One of the things that set me on the path to thinking about this was in 2018, I was invited to speak at a conference in your hood in Austria. Every year in Vienna, they have an annual tribute conference to Peter Drucker, the great management thinker. I was asked to speak there and give a short talk about strategy. The mandate is something about the strategy, which is fairly broad. I was trying to think about what would be interesting and what would be useful.

As I was pondering it, what I realized was that to me, the thing that was interesting about strategy is the fact that, unlike a lot of things in contemporary business life, there’s not any opposition. It’s not like there’s an anti-strategy faction. Everyone agrees that strategy is a great thing. “We should do that. We should all be long-term thinkers.” The problem is not that we don’t think it’s a good idea. The problem is that we think it’s a good idea and we don’t do it. It’s almost like going to the gym. There’s no one who thinks that exercise is horrible, but we still don’t do it.

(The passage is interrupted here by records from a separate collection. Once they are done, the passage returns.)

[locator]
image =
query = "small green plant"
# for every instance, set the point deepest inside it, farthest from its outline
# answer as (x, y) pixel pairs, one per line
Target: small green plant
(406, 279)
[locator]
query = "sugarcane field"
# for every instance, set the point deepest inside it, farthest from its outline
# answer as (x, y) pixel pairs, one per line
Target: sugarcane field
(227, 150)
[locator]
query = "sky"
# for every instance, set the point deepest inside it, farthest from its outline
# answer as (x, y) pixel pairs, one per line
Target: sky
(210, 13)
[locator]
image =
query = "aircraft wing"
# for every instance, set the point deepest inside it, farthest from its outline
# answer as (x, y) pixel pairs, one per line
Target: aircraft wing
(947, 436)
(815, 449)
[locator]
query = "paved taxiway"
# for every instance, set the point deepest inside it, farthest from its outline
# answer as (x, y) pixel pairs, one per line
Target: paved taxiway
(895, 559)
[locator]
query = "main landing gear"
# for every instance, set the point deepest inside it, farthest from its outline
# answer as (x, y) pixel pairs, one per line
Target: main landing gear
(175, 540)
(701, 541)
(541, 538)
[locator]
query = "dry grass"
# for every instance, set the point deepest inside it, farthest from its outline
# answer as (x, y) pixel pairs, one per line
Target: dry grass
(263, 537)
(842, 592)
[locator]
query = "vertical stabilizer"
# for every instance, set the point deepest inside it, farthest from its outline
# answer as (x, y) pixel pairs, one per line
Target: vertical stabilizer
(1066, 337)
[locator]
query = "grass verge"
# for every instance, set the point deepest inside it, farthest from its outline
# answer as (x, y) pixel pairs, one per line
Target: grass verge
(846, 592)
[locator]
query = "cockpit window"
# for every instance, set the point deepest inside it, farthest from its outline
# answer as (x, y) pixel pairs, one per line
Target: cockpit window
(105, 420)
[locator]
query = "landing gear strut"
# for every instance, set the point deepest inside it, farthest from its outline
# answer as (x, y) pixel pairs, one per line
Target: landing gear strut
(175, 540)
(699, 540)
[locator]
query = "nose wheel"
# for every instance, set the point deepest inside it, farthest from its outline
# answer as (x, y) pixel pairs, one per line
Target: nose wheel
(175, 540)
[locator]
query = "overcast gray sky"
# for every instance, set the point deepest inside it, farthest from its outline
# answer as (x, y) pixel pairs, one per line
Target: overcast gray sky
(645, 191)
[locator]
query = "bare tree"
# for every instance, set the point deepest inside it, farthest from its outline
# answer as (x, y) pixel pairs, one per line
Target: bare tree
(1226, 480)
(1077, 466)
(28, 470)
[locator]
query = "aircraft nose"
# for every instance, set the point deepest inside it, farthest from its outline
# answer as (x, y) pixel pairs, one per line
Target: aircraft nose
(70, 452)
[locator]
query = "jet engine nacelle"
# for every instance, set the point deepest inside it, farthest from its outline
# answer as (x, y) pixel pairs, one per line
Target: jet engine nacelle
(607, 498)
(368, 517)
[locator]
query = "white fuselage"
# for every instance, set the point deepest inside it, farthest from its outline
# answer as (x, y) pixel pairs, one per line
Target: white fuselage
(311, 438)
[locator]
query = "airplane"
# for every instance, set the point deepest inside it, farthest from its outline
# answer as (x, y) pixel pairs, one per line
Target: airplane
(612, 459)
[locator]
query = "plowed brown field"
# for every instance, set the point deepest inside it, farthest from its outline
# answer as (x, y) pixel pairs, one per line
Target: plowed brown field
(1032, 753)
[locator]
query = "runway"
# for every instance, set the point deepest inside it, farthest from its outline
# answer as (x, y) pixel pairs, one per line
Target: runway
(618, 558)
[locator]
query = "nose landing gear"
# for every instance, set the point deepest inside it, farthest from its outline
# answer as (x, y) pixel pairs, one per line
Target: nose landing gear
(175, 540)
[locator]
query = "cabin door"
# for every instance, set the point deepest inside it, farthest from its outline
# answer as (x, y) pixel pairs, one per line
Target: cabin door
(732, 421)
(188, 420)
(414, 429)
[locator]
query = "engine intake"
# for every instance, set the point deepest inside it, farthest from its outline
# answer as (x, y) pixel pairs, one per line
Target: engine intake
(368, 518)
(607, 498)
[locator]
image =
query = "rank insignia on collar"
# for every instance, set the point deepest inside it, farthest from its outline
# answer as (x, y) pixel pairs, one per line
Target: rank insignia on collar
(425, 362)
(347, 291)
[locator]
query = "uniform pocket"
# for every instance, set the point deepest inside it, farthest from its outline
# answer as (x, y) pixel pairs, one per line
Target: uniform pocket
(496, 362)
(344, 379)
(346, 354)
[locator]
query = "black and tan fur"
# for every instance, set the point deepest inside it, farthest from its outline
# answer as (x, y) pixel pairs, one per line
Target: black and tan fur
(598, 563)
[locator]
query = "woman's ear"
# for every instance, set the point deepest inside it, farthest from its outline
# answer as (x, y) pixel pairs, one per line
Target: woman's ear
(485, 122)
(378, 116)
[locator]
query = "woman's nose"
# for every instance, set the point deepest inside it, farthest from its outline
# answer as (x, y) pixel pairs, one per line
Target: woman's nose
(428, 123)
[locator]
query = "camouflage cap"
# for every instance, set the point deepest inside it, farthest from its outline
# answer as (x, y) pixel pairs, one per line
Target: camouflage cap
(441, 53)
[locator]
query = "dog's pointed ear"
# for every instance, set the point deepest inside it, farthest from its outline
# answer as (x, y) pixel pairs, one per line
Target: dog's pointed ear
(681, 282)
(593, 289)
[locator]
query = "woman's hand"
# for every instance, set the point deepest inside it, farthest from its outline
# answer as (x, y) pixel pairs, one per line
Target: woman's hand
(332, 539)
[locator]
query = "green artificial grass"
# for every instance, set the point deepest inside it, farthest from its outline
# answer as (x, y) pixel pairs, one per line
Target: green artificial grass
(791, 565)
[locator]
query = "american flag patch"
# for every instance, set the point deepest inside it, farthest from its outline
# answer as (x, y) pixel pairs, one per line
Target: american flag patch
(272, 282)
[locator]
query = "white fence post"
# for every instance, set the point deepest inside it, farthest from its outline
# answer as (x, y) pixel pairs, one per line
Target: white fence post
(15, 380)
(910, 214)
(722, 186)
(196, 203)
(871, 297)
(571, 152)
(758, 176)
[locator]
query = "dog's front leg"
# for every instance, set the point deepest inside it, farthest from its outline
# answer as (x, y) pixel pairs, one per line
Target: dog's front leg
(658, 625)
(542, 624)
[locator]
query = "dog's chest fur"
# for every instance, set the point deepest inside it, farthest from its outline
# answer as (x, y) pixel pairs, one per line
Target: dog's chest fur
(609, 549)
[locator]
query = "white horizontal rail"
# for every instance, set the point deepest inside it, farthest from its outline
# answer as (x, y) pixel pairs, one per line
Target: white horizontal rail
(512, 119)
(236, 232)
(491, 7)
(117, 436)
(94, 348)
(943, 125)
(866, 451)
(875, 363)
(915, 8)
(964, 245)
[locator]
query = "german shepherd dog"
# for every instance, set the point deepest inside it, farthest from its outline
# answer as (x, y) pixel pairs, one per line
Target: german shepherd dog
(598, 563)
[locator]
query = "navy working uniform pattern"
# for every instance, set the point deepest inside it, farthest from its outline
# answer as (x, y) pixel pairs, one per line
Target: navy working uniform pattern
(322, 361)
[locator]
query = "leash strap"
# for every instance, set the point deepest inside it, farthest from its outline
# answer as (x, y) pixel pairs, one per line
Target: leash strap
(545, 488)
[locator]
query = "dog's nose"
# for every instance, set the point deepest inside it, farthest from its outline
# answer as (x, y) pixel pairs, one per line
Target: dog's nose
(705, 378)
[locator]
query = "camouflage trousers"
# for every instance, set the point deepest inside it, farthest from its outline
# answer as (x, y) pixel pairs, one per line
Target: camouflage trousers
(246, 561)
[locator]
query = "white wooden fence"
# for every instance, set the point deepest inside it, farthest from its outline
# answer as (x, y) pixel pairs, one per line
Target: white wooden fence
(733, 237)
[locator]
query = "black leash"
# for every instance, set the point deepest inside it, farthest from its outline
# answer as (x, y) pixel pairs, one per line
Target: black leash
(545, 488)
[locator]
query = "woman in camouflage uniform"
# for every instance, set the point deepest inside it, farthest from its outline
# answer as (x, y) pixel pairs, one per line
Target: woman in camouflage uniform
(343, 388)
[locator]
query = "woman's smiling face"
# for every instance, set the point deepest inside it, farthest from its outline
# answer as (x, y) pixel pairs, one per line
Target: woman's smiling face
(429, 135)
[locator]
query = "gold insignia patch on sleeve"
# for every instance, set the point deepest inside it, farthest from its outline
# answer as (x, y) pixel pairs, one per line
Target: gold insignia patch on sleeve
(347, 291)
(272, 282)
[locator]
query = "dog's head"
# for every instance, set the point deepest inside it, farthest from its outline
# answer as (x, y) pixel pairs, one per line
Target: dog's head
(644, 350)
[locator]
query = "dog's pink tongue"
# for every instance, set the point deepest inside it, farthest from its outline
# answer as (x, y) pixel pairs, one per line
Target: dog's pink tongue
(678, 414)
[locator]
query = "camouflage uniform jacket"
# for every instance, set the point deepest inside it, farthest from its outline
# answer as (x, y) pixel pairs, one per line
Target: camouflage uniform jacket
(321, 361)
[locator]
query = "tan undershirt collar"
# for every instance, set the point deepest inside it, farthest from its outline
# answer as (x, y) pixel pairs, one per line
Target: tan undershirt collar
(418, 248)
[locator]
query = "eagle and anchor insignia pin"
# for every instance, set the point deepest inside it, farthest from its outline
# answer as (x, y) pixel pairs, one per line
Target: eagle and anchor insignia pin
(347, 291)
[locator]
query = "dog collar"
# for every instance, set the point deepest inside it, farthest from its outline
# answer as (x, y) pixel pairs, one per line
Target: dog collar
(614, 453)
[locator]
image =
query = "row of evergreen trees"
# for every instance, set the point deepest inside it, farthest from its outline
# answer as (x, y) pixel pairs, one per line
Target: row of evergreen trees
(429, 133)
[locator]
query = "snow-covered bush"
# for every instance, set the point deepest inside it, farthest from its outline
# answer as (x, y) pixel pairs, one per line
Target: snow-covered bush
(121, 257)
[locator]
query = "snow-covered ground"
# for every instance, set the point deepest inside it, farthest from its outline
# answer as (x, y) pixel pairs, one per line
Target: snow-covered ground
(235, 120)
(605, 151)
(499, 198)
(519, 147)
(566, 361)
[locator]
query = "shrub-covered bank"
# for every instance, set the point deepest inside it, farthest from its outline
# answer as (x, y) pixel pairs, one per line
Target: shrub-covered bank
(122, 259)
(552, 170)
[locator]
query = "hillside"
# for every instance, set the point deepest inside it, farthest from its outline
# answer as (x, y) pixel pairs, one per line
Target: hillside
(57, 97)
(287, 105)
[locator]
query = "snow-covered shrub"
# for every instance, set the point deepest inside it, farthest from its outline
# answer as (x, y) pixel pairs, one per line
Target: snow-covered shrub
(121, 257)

SWGR Dorie Clark | Long-Term Thinker

The Long Game: How to Be a Long-Term Thinker in a Short-Term World

I began to go down the rabbit hole of trying to understand, “What is the problem? What gets in the way here?” That ultimately led me on the path to writing my book, The Long Game: How to Be a Long-Term Thinker in a Short-Term World. One of the interesting statistics that stood out to me most when I was researching it was there were a pair of studies that were done just around the same time as each other.

One study that was conducted by the management research group was of 10,000 senior leaders. They asked them, “If you have to pick one thing, what is most important in being a successful leader?” Ninety-seven percent had the same answer. They said, “Long-term thinking strategy, that’s what’s important.” Meanwhile, in a separate study, they surveyed executives about the challenges they were facing, and 96% of them said they did not have time for strategic thinking. That pair together, 97% say it’s the number one most important thing and 96% say they don’t have time for it. Clearly, there’s a disconnect and it’s one that is worth solving.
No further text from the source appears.